There is more to the wine in your glass or the juice in your cup than the taste, colour and aroma. The hard work of hundreds of Ontario grape growing families make up the quality of what is in your glass.
Meet the Growers
The Spinosa Family
Sally and Rob Peck
Murray and Ann Wilson
Following in his father’s and grandfather’s footsteps, Joe DiProfio is now a third-generation grape grower. Currently tending to 10 acres of vines and managing a retail winery in Jordan Ontario, he is always learning new things about his vineyard.
Guiseppi DiProfio grew wine grapes in Italy before coming to Canada in 1913. Although his son Joe was exposed to the idea of growing grapes and making wine, he never imagined that he would own his own vineyard. That changed when Joe’s youngest son Fred graduated from Brock University’s Cool Climate Oenology and Viticulture Institute with intentions to become a winemaker. Joe decided that a family run winery would be a great way for Fred to use his talents, purchasing a 12-acre abandoned vineyard in 2008 with 10 acres under vine.
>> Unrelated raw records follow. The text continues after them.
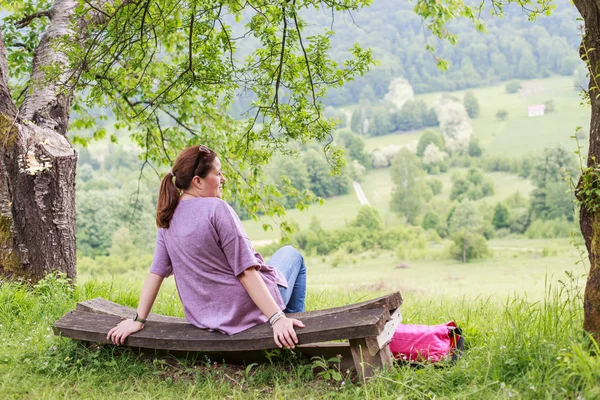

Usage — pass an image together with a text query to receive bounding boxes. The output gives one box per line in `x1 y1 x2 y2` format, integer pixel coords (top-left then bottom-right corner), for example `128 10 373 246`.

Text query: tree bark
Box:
574 0 600 342
0 0 77 282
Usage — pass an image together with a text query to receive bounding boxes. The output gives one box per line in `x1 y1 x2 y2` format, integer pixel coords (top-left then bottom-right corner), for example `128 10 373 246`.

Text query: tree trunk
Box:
0 0 77 282
574 0 600 342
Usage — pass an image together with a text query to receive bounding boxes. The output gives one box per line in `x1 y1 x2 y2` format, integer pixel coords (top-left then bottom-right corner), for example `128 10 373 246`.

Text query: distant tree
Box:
504 81 522 94
530 147 577 221
390 148 433 224
366 108 394 136
436 99 473 154
302 149 350 197
350 107 365 135
517 47 538 79
383 78 415 110
448 201 489 263
417 129 444 157
360 85 377 105
351 205 383 230
468 137 483 157
467 168 485 186
76 189 127 257
421 211 441 229
496 110 508 121
427 178 444 195
463 90 480 119
492 203 510 229
339 130 371 168
394 100 434 131
271 156 310 208
450 177 471 201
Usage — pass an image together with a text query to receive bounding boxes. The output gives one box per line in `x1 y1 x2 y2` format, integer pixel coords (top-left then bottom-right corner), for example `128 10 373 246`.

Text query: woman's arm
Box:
238 268 304 349
106 272 165 345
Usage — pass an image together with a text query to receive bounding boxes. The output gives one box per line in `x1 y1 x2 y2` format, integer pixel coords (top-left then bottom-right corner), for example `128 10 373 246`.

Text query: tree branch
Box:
0 30 17 118
15 10 52 29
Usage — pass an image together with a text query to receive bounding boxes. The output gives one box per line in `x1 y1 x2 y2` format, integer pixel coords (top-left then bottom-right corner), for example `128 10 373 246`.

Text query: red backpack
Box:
390 321 465 363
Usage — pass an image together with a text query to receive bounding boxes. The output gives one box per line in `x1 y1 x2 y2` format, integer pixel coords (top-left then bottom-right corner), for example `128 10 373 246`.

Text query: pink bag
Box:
390 321 464 362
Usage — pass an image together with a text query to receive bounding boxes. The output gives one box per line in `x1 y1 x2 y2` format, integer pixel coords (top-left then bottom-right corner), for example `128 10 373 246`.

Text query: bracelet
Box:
269 311 285 326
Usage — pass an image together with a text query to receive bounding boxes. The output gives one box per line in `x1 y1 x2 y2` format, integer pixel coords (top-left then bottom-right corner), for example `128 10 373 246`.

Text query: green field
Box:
308 239 587 301
243 168 536 244
358 76 590 155
244 77 590 243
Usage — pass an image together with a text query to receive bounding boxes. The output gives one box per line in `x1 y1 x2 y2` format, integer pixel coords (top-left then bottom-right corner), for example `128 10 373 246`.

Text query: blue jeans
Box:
267 246 306 313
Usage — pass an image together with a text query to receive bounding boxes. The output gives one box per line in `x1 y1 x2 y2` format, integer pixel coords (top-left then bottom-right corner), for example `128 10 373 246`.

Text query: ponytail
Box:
156 172 179 229
156 145 217 229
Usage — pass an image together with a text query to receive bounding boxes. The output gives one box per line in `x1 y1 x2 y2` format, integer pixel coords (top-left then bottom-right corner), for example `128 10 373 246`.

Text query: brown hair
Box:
156 145 217 228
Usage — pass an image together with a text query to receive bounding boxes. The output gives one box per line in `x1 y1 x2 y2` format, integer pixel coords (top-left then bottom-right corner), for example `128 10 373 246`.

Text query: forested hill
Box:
315 0 582 106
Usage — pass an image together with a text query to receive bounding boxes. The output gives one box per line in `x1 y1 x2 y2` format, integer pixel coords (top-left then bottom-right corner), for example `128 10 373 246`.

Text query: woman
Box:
107 146 306 348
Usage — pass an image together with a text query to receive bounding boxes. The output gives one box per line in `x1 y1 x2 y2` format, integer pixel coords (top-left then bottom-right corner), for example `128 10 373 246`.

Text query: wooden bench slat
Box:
54 308 390 351
77 292 402 324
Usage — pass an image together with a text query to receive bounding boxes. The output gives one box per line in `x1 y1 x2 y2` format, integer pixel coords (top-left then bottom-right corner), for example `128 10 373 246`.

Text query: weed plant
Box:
0 275 600 399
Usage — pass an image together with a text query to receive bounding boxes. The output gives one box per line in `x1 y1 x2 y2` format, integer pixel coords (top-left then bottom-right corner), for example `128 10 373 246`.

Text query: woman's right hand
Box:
106 319 144 346
273 317 304 349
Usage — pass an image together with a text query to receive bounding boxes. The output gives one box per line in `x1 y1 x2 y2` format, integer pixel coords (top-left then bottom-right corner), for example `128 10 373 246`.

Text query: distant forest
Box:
307 0 583 106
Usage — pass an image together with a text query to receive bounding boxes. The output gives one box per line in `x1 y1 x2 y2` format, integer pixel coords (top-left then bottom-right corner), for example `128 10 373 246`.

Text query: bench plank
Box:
54 308 390 351
76 292 402 324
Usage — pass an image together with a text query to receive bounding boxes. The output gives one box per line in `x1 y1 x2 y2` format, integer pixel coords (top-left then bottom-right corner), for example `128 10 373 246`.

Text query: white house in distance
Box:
527 104 546 117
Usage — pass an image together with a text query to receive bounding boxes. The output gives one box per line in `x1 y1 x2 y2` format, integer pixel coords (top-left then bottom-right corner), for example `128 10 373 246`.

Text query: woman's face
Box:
202 157 227 198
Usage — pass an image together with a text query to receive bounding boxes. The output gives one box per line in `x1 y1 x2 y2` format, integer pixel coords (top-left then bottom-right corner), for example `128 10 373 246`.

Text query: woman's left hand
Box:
273 317 304 349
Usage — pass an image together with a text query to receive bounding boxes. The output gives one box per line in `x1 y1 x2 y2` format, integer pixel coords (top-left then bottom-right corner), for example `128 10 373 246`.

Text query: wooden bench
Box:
54 292 402 378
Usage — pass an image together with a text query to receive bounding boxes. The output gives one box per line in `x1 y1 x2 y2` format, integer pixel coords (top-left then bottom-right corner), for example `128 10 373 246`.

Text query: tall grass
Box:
0 275 600 399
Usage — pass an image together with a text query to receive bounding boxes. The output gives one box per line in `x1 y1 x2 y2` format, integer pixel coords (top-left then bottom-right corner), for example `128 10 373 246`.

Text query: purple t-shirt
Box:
150 197 287 335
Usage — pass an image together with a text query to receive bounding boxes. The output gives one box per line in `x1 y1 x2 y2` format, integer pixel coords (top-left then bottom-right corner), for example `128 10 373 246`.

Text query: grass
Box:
0 264 600 399
242 168 536 244
356 76 590 155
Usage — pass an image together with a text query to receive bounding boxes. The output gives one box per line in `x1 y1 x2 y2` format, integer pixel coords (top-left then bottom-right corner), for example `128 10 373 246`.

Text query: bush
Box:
427 178 444 196
450 232 489 262
351 206 383 230
504 81 522 94
329 249 347 268
463 90 479 119
544 99 556 114
508 208 530 233
421 211 441 230
525 218 577 239
496 110 508 121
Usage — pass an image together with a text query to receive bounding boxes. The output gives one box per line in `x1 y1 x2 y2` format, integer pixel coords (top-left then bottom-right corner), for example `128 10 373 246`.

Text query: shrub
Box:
450 232 489 262
496 110 508 121
421 211 441 229
427 178 444 196
525 218 576 239
351 206 383 230
504 81 522 94
329 249 347 268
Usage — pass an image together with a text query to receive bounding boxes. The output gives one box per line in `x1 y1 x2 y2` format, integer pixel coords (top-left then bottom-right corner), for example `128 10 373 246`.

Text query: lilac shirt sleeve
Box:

Taking over the vineyard was a challenge for Joe, with some vines damaged or missing, and with harsh Canadian winters, repairing and replacing missing vines was at times difficult. However, hard work paid off and Joe now has nine out of ten acres producing quality fruit for use in DiProfio’s premium wines. Being a U-shaped vineyard surrounded by houses and fruit orchards makes DiProfio’s vineyard unique. “Looking out the back window I can see a house about 50 feet away, and a fruit orchard 100 feet away” Joe says.
Admiring grape growers who have been in the industry for more than twenty years, Joe knows that it takes time to develop a vineyard; he is always honing his craft. Being one of the smallest wineries in Niagara allows the opportunity for unique features like becoming a gravity flow winery. Although other wineries in the region use this concept, DiProfio creates the gravity by having the production and retail space within a 36’x36’x36’ cube where grape processing happens on the top floor and the juice flows down to the bottom floor to be fermented and cellared. Most gravity flow wineries use the natural slope present in their land, but as Joe says, “The Creek-Shores sub-appellation is pretty flat; I had to get creative.”
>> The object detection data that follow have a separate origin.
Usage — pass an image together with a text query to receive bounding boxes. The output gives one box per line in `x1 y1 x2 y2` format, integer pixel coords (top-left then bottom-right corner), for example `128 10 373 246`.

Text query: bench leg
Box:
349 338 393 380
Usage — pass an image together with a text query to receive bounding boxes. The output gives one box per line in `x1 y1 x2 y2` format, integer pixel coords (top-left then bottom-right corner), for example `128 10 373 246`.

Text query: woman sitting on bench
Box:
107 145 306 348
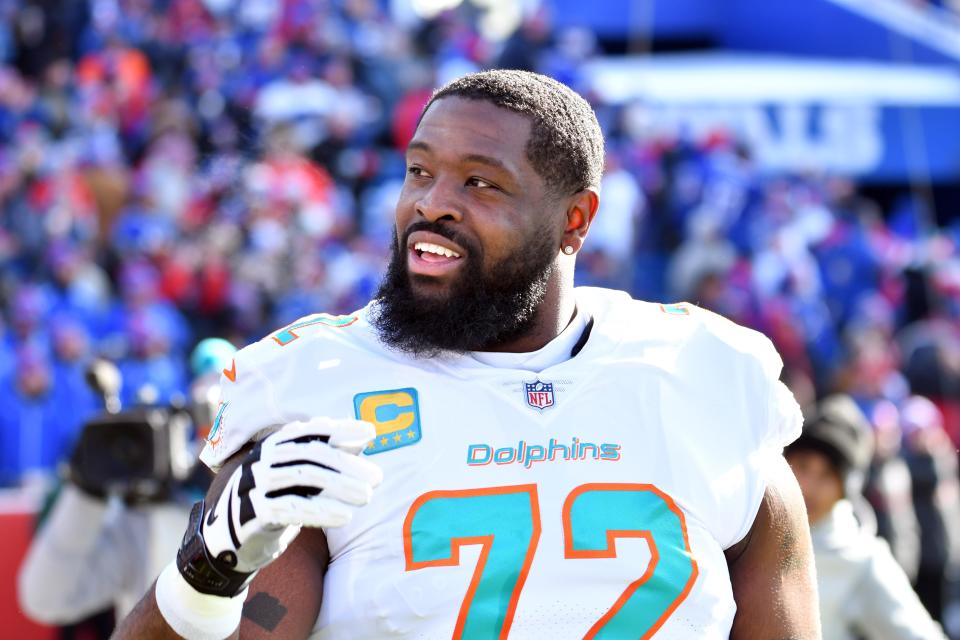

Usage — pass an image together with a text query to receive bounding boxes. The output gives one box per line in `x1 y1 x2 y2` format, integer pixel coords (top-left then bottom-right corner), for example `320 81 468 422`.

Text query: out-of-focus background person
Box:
18 338 236 638
784 394 946 640
0 0 960 640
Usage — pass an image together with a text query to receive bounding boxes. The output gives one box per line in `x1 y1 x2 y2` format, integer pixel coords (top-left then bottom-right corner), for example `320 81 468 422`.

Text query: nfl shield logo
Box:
523 380 553 411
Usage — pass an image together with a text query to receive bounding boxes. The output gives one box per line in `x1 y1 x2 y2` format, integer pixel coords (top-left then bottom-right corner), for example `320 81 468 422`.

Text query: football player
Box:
117 71 819 640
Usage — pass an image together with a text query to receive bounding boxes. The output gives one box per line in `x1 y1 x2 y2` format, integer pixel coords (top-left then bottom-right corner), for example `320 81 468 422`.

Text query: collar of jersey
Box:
466 311 587 373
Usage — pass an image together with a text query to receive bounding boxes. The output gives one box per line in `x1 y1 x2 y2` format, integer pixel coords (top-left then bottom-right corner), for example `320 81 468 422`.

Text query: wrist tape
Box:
154 562 247 640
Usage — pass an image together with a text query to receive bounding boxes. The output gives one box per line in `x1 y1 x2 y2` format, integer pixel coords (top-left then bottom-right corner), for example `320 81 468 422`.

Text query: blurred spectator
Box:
17 338 236 638
0 345 76 486
902 396 960 620
785 395 946 640
864 400 920 582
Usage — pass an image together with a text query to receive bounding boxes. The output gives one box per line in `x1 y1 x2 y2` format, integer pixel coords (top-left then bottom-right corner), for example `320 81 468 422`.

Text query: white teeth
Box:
413 242 460 258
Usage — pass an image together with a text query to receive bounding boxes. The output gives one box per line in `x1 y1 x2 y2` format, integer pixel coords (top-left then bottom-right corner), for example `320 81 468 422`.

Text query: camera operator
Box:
18 339 235 625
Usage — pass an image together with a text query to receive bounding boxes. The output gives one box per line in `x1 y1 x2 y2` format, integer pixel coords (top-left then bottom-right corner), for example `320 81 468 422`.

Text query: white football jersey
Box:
202 288 801 640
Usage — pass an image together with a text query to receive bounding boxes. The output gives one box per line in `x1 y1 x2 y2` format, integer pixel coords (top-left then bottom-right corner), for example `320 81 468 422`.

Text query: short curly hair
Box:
418 69 604 195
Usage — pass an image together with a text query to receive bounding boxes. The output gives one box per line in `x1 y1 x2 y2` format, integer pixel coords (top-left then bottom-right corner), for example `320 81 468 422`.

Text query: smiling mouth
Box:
413 242 460 262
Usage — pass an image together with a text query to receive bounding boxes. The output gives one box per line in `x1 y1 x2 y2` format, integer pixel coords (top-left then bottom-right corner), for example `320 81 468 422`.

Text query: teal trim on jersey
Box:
660 302 690 316
353 387 422 455
207 402 230 442
407 485 540 640
566 485 697 640
271 313 357 347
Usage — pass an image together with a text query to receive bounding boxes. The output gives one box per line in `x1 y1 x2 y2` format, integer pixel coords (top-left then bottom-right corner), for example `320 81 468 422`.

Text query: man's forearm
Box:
110 583 240 640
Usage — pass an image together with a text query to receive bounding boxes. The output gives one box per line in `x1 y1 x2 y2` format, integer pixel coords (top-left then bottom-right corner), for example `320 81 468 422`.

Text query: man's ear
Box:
560 187 600 255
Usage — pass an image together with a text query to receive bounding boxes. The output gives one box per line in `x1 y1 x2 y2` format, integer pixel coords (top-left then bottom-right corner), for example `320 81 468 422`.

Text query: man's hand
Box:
180 418 383 595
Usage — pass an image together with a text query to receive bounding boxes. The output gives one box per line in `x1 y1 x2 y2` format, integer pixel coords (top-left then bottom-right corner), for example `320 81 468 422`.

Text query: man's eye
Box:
467 177 497 189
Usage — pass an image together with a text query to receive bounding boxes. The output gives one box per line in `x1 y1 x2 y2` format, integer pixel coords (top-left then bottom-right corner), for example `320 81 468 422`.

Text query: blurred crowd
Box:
0 0 960 632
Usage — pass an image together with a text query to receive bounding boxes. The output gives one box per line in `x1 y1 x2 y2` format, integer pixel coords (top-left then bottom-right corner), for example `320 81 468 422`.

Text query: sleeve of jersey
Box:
200 340 295 471
731 337 803 544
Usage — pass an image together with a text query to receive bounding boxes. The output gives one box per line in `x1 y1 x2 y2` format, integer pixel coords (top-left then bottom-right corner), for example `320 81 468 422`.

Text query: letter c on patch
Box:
359 391 416 434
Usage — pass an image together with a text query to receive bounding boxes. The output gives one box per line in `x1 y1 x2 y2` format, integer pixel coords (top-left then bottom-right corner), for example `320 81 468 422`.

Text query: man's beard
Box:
371 221 556 357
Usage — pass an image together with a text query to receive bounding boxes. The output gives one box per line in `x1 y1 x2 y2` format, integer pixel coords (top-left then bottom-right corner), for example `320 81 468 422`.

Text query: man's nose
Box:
416 181 463 222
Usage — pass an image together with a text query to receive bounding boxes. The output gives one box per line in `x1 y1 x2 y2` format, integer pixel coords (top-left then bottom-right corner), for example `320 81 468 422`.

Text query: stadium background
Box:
0 0 960 638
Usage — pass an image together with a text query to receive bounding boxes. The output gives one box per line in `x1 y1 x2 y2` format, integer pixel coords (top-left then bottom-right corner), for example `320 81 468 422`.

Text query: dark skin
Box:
114 98 820 640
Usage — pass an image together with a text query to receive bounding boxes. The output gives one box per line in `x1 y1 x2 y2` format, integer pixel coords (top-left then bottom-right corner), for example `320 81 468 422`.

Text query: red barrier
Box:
0 492 57 640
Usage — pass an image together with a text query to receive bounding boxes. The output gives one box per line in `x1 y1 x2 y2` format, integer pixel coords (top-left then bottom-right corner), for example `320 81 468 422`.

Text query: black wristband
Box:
177 500 256 598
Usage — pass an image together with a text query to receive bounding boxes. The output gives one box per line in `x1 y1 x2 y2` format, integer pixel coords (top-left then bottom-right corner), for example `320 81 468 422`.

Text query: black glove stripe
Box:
277 435 330 445
240 442 260 527
227 488 240 549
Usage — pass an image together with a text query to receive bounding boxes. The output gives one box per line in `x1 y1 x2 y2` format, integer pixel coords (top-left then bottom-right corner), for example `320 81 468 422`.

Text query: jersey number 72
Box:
403 483 697 640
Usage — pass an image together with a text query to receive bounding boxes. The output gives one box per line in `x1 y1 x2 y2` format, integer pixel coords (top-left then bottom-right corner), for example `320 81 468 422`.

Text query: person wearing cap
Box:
784 394 946 640
900 395 960 629
17 338 236 625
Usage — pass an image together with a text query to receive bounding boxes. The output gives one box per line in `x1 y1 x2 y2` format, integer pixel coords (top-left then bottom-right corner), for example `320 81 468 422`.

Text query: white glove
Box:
191 418 383 573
Joe spends his day split between maintaining the vineyard and managing the retail store with his wife. Claiming his biggest challenge as a grape grower is the “pursuit of a healthy crop,” he is always hoping that the weather will cooperate with his plans. Even after the harsh winter of 2013, Joe says that his crops are looking well due to measures such as using wind machines in the vineyard to keep air circulating, and careful trellis management techniques. Growing a diverse crop also helps. “Some crops such as Riesling, Cabernet Sauvignon, Gamay, and Vidal do better on average than Merlot and Sauvignon Blanc,” says DiProfio.